Nicki Minaj Batal Tampil di Arab Saudi Usai Diprotes
Instagram/nickiminaj
Musik

Sebelumnya, pelantun 'Megatron' tersebut memang dijadwalkan bakal tampil di Arab Saudi dalam sebuah festival budaya yang diadakan di Jeddah, pada 18 Juli mendatang.

WowKeren - Sebelumnya, nama Nicki Minaj sempat menuai kontroversi setelah ia dikonfirmasi bakal tampil di Arab Saudi dalam sebuah festival budaya yang diadakan di Jeddah, pada 18 Juli mendatang. Dalam festival bertajuk Jeddah World Fest ini, rapper "Anaconda" tersebut akan tampil bersama sejumlah pengisi acara lainnya, seperti Liam Payne serta Steve Aoki.

Tentunya hal ini menjadi tanda bahwa Arab Saudi mulai membuka pembatasan atas hiburan yang selama ini diberlakukan. Meski demikian, konser yang berlangsung di King Abdullah Sports Stadion ini tetap akan berlangsung tanpa alkohol dan obat terlarang, serta terbuka untuk orang berusia 16 tahun ke atas.

Namun rupanya, tak semua pihak menyambut kabar ini dengan positif. Pasalnya, selama ini rapper wanita asal Trinidad tersebut dikenal sebagai salah satu selebriti yang vulgar dan sangat provokatif. Belum lagi lagu-lagunya yang sarat akan lirik berbau sensual.

Kini, kabar terbaru justru menyebut jika Nicki batal tampil dalam acara tersebut. Rapper kondang itu mengklaim bahwa pembatalan ini merupakan salah satu sikapnya mendukung hak-hak perempuan dan LGBT yang ditentang di negara tersebut.


"Setelah perenungan yang hati-hati, aku memutuskan untuk tidak lagi bergerak maju dengan jadwal konserku di Jeddah World Fest," ungkap Nicki dalam sebuah pernyataan resmi.
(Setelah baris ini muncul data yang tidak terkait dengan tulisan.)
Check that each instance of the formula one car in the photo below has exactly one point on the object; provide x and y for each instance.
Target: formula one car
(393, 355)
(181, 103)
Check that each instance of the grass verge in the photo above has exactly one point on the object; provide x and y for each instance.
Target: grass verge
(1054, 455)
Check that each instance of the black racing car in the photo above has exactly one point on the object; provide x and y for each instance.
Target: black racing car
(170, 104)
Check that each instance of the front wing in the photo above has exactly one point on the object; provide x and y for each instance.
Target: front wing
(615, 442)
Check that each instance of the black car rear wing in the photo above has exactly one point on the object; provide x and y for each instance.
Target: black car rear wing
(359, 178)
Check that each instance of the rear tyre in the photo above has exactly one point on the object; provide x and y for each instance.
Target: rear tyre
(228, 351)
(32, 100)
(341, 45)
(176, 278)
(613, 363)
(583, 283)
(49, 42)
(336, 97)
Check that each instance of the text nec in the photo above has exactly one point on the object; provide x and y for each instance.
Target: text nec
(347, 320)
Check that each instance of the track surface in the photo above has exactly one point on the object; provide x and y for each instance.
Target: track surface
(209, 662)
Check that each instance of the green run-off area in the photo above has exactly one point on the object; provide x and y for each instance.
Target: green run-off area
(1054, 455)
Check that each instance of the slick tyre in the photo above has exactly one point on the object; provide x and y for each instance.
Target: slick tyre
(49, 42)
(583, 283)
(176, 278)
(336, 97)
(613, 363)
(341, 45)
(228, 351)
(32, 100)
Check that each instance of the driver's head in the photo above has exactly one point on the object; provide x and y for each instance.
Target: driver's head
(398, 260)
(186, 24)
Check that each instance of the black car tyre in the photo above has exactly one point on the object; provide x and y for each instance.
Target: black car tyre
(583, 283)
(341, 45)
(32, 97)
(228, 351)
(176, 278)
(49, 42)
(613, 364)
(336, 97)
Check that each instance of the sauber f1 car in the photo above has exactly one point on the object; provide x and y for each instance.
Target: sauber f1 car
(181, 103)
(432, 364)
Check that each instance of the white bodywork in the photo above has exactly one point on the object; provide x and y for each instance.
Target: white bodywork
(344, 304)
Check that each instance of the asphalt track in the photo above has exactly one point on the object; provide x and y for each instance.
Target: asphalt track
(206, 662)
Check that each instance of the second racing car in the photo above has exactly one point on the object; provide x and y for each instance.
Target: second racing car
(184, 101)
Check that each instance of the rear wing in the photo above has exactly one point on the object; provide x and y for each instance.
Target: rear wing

Dalam lanjutannya, rapper asal Trinidad ini menyebut bahwa sebenarnya ia ingin tampil di hadapan para penggemarnya di Arab Saudi. Namun di sisi lain, ia juga menekankan betapa pentingnya bagi dirinya untuk memperjelas dukungannya pada hak-hak perempuan dan komunitas LGBT.

"Meski yang aku inginkan hanya menampilkan pertunjukan kepada penggemar di Arab Saudi, setelah memahami lagi masalahnya, aku percaya penting untuk menegaskan dukungan terhadap hak perempuan, komunitas LGBT, dan kebebasan berekspresi," lanjutnya.

Sebelumnya, Organisasi Hak Asasi Manusia yang berbasis di New York juga telah meminta Nicki Minaj untuk membatalkan penampilannya di Arab Saudi. Pasalnya hal ini dianggap bertentangan dengan partisipasi sang rapper dalam Gay Pride di New York pada Juni.

Terlepas dari hal tersebut, Jeddah World Fest sendiri merupakan bagian dari program pemerintah Arab Saudi yang bertujuan untuk mendongkrak kegiatan pariwisata di negara tersebut. Selama beberapa bulan terakhir, sejumlah musisi dunia telah tampil di negara ini. Di antaranya adalah Mariah Carey, Enrique Iglesias, Black Eyed Peas, rapper Sean Paul, DJ David Guetta dan Tiesto.